Sólo el lobo lo oyó.

Kathy y Clyde Hicks llevaban casi dos años viviendo en la casa roja, y, puesta a ser sincera consigo misma (cosa que en el fondo prefería no hacer, visto que no había remedio, de modo que ¿por qué pasarlo mal?), Kathy lo odiaba.

Claro que quizá la palabra odio fuera un poco fuerte. En verano se estaba bien, aunque se seguía teniendo la sensación de estar demasiado lejos, demasiado desprotegido. De los inviernos mejor no hablar.

Se habían instalado hacía dos años, justo después de casarse. Kathy había confiado en que la maternidad cambiaría su manera de ver la casa, y así había sido en parte. Por lo menos tenía con quien hablar cuando Clyde trabajaba en el rancho, aun tratándose más de un monólogo que de una conversación.

A sus veintitrés años, había veces en que deseaba haber esperado un poco más para casarse, en lugar de hacerlo al salir de la universidad. Era licenciada en gestión de industrias agropecuarias por la Universidad de Bozeman, Montana, pero el único provecho que le sacaba al puñetero título eran tres días por semana mareando los papeles de su padre.

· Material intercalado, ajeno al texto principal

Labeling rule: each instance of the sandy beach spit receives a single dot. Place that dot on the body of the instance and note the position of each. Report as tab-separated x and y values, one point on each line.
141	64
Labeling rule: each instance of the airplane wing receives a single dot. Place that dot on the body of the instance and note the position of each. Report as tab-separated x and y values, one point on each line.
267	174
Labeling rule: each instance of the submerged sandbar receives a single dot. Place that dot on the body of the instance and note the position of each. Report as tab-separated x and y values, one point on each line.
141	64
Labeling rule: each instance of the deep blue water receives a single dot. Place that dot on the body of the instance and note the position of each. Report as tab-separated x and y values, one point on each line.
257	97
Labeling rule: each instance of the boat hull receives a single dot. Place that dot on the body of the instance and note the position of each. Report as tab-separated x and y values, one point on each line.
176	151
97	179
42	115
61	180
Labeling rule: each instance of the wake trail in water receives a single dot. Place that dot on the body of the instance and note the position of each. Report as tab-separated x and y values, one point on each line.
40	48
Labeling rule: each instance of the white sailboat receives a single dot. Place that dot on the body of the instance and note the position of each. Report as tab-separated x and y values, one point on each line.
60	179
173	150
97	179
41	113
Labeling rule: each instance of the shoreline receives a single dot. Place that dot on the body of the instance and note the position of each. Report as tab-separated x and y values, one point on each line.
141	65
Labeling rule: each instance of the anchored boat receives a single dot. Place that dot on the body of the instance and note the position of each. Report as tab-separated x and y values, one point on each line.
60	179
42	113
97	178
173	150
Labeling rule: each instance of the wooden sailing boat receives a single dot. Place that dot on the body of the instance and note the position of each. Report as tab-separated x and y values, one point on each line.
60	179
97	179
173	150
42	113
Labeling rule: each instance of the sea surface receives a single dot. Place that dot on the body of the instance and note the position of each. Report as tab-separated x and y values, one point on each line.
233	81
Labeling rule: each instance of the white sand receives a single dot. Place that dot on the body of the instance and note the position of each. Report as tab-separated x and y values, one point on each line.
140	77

Para Kathy, la casa de sus padres seguía siendo su hogar, aunque a Clyde no le sentara muy bien oírselo decir. Pese a los pocos kilómetros que separaban ambas casas, cuando Kathy subía al coche después de un día con sus padres tenía una sensación extraña, no tanto pena como sorda desazón. La manera de que se le pasara era ponerse a hablar con el niño, que estaba en el asiento de atrás, o sintonizar una emisora de música country y cantar con el volumen al máximo.

Kathy tenía puesta su emisora favorita. Estaba delante del fregadero, quitando la farfolla de las mazorcas de maíz. Miró a los perros, que dormían al sol junto a los establos, y empezó a sentirse mejor. Emitían aquella canción que tanto le gustaba, la de la canadiense de voz chillona que decía a su marido lo bien que le sentaba que «le diera a la manivela de su tractor». Cada vez que la oía se echaba a reír.

¡No podía quejarse, caramba! Tenía un buen marido y un bebé que, además de sano, era una preciosidad. ¿Que su casa estaba en el quinto pino? Sí, pero al menos era suya. En Hope había mucha gente de su edad que habría dado el brazo derecho por estar en su situación. Además era alta, con un cabello precioso, y aunque todavía no hubiera recuperado la figura de antes del parto, se sabía lo bastante guapa para darle a la manivela de cualquier tractor.